The narrator of Pastoralia, the title story, has things even worse. He lives in a cave, albeit a fake one, that is an exhibit in a mysterious, at least to him, theme park. He and Janet, his cavewoman partner, are supposed to perform daily Stone Age tasks-cooking a goat, working on pictographs, grabbing and pretending to eat insects-for the benefit of spectators, but hardly anyone comes by to observe them anymore. The fax machine in the caveman's private quarters spits out ominous messages from the park management: "Those of you who have no need to be worried should not in the least be worried. As for those who should be worried, it's a little late to start worrying now, you should have started months ago."

The characters in Pastoralia try desperately to clamber up out of their ruts. In Winky, Neil Yaniky goes to a local Hyatt to hear a self-help guru named Tom Rodgers tell the paying guests how to get other people to stop "crapping in your oatmeal." Yaniky adopts the speaker's recommended mantra-"Now is the time for me to win"- but can't muster the appalling selfishness to act on those words and kick his deranged sister out of his house.

A character in The Falls daydreams about the greatness that has somehow eluded him: "His childhood dreams had been so bright, he had hoped for so much, it couldn't be true that he was a nobody, although, on the other hand, what kind of somebody spends the best years of his life swearing at a photocopier?"
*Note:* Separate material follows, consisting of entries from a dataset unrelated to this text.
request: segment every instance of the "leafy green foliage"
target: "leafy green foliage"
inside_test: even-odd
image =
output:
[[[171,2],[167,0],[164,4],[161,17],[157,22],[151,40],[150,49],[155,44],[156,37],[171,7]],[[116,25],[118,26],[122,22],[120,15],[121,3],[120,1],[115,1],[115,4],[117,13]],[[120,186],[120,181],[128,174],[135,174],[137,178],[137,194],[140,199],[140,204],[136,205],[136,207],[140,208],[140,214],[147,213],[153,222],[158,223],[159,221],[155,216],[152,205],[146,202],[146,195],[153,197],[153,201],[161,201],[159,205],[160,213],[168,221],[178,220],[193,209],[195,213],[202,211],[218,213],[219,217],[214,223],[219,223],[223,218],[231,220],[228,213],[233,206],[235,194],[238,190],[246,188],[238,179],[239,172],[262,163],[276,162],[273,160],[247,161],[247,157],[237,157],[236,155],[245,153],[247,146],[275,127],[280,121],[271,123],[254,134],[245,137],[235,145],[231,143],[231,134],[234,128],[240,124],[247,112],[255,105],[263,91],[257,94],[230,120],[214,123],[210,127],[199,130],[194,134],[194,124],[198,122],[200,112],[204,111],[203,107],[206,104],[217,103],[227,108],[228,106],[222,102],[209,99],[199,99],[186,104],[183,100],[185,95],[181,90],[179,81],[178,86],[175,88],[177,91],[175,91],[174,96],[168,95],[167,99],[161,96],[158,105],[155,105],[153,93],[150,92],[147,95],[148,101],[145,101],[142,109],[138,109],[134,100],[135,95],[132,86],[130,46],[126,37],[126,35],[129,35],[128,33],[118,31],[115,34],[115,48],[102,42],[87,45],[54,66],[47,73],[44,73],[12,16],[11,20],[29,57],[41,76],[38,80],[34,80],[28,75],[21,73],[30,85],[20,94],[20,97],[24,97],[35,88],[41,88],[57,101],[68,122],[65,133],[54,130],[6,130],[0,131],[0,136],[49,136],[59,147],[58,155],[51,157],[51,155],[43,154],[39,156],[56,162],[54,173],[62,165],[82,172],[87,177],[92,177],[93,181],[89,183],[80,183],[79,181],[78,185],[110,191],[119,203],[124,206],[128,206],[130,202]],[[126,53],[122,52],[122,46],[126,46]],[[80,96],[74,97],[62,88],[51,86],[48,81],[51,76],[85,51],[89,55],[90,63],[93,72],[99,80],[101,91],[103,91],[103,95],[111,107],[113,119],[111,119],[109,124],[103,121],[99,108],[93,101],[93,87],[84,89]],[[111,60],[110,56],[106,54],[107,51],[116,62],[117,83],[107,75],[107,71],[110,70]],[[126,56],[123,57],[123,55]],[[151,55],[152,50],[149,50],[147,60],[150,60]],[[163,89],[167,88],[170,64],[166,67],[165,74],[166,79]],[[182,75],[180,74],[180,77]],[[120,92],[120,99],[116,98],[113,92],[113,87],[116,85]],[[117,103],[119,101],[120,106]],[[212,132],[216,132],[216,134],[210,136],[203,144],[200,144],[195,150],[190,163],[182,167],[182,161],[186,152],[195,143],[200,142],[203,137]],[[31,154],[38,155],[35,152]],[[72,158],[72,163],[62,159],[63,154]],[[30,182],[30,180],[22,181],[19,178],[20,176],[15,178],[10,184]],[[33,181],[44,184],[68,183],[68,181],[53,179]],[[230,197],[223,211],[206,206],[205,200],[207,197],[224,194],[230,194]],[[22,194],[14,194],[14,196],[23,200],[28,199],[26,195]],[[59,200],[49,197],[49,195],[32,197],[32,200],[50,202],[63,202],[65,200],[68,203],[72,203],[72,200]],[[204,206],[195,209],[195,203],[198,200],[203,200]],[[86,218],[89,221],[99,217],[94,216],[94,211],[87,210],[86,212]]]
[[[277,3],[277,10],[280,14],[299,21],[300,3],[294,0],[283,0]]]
That concluding question typifies the sort of humor that Saunders consistently wrings out of his characters' constrained existences. These losers are too self-aware to pity, and the world they perceive is unsettlingly familiar. Think TV can't get any more moronic? Check out what Saunders' people watch: How My Child Died Violently or The Worst That Could Happen, "a half-hour of computer simulations of tragedies that have never actually happened but theoretically could." Ever felt that your job is the equivalent of a theme-park exhibit? Pastoralia will not refute such subversive notions, but it makes them tolerably, screamingly funny.